In Job chapter 8, Bildad the Shuhite, in an attempt to show that Job was a hypocrite, makes an appeal to ancient wisdom (verses 8-10).
For enquire, I pray thee, of the former age, and prepare thyself to the search of their fathers: (For we are but of yesterday, and know nothing, because our days upon earth are a shadow) Shall not they teach thee, and tell thee, and utter words out of their heart?

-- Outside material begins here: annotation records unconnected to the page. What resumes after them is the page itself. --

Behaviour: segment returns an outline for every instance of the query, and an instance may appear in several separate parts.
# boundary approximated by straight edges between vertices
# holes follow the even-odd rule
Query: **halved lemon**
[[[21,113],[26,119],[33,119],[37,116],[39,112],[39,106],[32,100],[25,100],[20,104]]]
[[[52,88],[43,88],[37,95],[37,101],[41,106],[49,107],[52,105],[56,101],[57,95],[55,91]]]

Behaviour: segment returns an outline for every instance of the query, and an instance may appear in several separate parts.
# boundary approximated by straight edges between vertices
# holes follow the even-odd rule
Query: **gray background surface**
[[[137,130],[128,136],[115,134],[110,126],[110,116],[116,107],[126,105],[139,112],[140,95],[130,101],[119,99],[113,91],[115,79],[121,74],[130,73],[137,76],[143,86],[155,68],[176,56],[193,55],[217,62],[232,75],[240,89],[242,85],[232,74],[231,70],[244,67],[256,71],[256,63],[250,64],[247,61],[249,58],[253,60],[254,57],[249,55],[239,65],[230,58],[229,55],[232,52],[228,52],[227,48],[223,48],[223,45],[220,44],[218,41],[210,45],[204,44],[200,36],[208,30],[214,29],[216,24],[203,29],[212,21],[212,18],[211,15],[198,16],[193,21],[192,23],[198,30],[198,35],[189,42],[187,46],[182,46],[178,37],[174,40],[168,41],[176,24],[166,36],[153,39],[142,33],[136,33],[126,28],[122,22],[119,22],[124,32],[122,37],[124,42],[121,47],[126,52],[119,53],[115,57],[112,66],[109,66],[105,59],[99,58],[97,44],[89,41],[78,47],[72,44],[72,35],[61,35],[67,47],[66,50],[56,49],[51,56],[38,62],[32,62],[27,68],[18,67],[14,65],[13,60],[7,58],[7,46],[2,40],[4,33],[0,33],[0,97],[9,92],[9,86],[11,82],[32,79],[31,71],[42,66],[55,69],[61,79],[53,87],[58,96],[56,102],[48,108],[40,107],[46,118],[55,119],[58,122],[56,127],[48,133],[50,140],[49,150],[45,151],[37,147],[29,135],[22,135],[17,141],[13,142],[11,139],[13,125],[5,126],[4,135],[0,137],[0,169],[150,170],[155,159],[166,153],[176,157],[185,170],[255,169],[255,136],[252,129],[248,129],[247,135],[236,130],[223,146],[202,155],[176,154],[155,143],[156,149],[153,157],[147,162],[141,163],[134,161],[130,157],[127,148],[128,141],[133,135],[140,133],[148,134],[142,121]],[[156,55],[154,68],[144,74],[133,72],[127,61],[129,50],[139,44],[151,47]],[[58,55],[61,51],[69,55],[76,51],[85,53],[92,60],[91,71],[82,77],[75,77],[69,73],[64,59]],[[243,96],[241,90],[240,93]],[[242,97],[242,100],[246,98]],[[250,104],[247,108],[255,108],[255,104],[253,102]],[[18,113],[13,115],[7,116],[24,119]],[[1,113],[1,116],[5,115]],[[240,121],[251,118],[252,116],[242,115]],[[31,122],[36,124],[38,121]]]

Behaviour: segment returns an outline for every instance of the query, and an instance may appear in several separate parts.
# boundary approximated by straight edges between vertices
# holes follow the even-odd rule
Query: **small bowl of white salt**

He then seems to quote an ancient proverb about papyrus (verses 11-19).
Job 8:11 - 19
Can the rush grow up without mire? can the flag grow without water? Whilst it is yet in his greenness, and not cut down, it withereth before any other herb. So are the paths of all that forget God; and the hypocrite's hope shall perish: Whose hope shall be cut off, and whose trust shall be a spider's web. He shall lean upon his house, but it shall not stand: he shall hold it fast, but it shall not endure. He is green before the sun, and his branch shooteth forth in his garden. His roots are wrapped about the heap, and seeth the place of stones. If he destroy him from his place, then it shall deny him, saying, I have not seen thee. Behold, this is the joy of his way, and out of the earth shall others grow.
Is this a quote from some earlier text? If it is, which text is it? We now have recovered so much from ancient Egyptian, Babylonian, and Sumerian mythologies, that it seems reasonable to me that someone at some point in time has found what he is quoting.